Arrêtée le 1er décembre 2018, alors qu’elle transitait par l’aéroport de Vancouver, Meng Wanzhou vit depuis en liberté surveillée dans une des deux maisons luxueuses qu’elle possède dans la métropole britanno-colombienne.

Des gardes de sécurité la suivent dans tous ses déplacements, dans un périmètre bien défini qui englobe une partie du Grand Vancouver.

Plusieurs personnes, dont Meng Wanshou au centre, le pouce en l'air et souriant alors qu'un photographe les prend image.

Meng Wanzhou était accompagnée de 11 proches pour la prise de photo.

Photo : Ben Nelms/CBC

Accusée de fraude par les États-Unis

Les États-Unis l’accusent de fraude dans le but de contourner les sanctions américaines contre l’Iran et demandent son extradition pour cette raison.

Selon la justice américaine, la femme d’affaires de 48 ans a menti à la banque britannique HSBC sur les liens unissant Huawei à sa filiale SkyCom, qui faisait des affaires en Iran, des faits qu'elle a toujours niés.

La juge de la Cour suprême de la Colombie-Britannique, Heather Holmes, a annoncé la semaine dernière qu’elle rendra une décision très attendue, mercredi, portant sur le principe de double incrimination, qui pourrait mettre fin aux procédures d’extradition.

Si la juge décide que l’infraction pour laquelle Meng Wanzhou est accusée aux États-Unis constituait aussi un crime au Canada au moment où les procédures d’extradition ont été enclenchées, l’extradition suivra son cours, avec de prochaines audiences qui devraient vraisemblablement se dérouler en juin.

Si, au contraire, la cour juge que le crime pour lequel la femme d’affaires est accusée au sud de la frontière ne constitue pas une infraction en droit canadien, elle sera libre de repartir en Chine.

La Couronne et la Défense peuvent toutes les deux faire appel de cette décision.

Une chance de succès pour Mme Meng?

Onze personnes ont rejoint la fille du fondateur de Huawei, Ren Zhengfei, pour prendre des photos devant le palais de justice, vers 19 h, samedi.

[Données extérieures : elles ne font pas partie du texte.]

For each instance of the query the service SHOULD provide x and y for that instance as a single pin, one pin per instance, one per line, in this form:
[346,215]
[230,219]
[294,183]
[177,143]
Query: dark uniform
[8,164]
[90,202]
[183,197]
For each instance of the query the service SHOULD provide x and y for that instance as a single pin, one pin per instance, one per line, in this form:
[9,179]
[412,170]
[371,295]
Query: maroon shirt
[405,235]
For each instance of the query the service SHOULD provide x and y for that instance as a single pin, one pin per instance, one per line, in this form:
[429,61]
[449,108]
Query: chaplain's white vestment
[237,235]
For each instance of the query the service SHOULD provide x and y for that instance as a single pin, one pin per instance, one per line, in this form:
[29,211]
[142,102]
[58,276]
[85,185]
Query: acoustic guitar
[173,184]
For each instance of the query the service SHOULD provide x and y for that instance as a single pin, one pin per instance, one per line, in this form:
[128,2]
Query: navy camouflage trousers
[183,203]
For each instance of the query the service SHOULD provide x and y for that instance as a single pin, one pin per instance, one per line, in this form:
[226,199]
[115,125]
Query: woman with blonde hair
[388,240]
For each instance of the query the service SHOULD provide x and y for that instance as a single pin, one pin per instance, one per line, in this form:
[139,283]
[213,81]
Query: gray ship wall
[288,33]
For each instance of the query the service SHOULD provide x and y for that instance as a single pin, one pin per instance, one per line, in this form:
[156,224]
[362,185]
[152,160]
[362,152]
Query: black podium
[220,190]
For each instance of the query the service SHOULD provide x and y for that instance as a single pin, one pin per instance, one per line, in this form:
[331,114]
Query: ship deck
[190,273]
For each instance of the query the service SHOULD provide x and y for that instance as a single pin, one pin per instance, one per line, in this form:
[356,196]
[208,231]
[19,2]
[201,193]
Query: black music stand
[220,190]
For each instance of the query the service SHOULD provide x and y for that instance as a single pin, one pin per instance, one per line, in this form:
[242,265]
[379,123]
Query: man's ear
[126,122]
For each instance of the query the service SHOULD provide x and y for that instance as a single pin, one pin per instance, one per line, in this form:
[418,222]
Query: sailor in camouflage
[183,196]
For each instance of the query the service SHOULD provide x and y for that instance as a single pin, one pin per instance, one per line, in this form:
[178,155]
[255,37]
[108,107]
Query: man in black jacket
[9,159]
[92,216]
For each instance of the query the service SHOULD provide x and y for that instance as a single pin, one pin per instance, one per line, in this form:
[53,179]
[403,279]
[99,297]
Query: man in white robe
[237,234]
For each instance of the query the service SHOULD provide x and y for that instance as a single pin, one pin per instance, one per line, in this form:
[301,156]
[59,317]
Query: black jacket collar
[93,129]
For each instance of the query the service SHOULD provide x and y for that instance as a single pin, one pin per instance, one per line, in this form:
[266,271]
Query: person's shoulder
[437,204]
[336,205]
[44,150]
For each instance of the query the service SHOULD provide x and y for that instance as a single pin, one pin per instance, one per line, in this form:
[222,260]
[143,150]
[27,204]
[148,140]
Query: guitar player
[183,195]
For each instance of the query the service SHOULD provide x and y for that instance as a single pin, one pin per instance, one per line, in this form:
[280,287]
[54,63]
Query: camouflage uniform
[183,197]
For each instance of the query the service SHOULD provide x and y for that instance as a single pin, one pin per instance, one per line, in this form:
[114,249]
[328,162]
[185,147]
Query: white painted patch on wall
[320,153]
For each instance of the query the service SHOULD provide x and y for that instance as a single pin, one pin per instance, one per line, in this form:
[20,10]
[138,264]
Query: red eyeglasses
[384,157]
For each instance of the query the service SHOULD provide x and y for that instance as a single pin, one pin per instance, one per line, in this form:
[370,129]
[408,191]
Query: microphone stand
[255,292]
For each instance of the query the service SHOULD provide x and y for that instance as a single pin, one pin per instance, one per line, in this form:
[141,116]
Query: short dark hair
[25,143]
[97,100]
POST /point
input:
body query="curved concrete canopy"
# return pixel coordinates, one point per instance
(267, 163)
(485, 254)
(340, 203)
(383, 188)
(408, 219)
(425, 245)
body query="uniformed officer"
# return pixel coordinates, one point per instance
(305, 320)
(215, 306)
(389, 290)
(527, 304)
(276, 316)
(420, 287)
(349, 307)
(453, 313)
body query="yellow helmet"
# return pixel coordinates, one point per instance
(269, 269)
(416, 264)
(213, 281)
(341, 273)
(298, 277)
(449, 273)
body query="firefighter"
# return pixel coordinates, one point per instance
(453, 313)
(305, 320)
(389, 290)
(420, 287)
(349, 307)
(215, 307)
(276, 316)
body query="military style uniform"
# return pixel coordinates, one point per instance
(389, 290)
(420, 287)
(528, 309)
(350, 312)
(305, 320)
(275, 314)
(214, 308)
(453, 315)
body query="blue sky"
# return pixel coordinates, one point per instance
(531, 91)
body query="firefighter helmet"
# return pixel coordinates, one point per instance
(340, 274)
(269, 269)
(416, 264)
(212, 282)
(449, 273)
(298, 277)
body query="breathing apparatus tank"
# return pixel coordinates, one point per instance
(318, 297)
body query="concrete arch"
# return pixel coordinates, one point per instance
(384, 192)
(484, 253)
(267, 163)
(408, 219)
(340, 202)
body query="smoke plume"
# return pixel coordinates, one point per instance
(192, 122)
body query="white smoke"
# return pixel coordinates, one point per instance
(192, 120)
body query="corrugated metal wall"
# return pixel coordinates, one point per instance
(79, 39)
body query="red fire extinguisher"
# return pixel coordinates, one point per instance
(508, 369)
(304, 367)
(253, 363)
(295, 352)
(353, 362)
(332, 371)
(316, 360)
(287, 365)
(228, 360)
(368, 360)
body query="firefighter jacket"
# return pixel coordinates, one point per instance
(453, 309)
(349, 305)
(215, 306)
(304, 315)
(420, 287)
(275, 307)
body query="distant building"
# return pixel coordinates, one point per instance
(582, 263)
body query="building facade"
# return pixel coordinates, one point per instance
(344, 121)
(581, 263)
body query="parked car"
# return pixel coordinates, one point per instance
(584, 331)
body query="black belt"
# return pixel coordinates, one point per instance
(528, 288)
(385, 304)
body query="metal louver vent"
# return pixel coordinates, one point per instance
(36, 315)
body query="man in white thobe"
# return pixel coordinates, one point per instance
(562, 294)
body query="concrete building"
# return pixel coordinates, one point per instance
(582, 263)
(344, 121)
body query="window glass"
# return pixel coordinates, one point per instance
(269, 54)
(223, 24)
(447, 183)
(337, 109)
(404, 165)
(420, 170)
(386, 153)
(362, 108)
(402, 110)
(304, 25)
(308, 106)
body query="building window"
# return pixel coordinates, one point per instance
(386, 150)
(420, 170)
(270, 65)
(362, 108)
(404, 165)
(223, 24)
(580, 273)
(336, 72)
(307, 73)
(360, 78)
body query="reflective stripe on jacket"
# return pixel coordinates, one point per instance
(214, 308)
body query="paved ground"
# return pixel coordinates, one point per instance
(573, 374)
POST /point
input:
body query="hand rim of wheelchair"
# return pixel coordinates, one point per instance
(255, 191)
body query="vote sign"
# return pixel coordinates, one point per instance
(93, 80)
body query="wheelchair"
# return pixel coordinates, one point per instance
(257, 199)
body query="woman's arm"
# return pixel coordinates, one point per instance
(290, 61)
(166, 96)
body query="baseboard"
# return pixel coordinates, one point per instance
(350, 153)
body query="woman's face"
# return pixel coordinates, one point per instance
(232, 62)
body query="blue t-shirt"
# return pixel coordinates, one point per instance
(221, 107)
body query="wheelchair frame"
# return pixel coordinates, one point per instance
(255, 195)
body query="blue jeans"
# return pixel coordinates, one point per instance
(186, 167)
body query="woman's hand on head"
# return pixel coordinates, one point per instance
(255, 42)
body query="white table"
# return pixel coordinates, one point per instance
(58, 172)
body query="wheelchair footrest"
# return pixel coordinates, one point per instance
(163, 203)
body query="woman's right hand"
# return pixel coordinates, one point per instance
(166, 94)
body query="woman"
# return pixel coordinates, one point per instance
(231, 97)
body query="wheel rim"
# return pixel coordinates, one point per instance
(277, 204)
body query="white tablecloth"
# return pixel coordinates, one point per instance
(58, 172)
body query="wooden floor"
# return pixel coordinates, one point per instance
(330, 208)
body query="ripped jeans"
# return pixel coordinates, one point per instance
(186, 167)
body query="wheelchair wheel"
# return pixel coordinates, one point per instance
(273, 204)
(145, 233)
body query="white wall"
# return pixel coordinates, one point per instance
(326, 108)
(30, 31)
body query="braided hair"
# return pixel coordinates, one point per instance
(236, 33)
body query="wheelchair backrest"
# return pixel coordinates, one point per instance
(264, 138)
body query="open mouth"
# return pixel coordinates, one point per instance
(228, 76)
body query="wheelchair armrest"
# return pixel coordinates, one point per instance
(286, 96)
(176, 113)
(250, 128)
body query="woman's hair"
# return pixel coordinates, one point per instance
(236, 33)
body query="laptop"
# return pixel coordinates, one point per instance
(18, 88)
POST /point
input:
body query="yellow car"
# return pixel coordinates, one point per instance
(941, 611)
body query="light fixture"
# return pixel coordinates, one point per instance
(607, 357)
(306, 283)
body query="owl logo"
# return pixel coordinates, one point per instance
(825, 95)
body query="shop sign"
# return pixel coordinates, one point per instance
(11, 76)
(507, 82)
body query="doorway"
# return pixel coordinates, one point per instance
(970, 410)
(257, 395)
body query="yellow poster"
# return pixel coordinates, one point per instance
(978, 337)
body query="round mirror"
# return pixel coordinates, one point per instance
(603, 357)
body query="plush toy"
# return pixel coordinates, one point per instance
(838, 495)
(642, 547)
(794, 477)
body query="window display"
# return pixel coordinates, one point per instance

À sa cheville, on pouvait apercevoir le bracelet électronique qu’elle porte en permanence permettant de suivre en détail ses déplacements.

L’avocat Gary Botting croit que Meng Wanzhou avait raison de se montrer ouvertement optimiste quant à la décision à venir du tribunal.

Ses avocats plaident que la cause ne prend tout son sens que dans le contexte bien particulier du régime américain de sanctions contre l’Iran.

Or, au moment où les procédures d’extradition ont été enclenchées, au début de 2019, le Canada n’appliquait pas d’embargo contre Téhéran au même titre que les États-Unis.

Les avocats du procureur général du Canada arguent plutôt que les actes de Meng Wanzhou présentent toutes les caractéristiques de la fraude, un crime en droit canadien.

Deux photos collées de plans serrés des visages de Michael Kovrig et de Michael Spavor.

Michael Kovrig (à gauche) et Michael Spavor (à droite) sont détenus par les autorités chinoises.

Photo : La Presse canadienne/Twitter

Les deux Michael toujours emprisonnés

Pendant ce temps, les Canadiens Michael Kovrig et Michael Spavor restent emprisonnés en Chine où ils ont été mis en prison quelques jours seulement après l’arrestation de la directrice financière de Huawei.

Michael Kovrig, un ancien diplomate, et Michael Spavor, un entrepreneur, sont accusés d’espionnage, mais plusieurs observateurs croient qu’ils ont été faits prisonniers en représailles à l’arrestation de Meng Wanzhou.

Le gouvernement canadien a dénoncé le traitement des deux hommes par la Chine, qui les maintiennent derrière les barreaux en leur refusant l’accès à des avocats.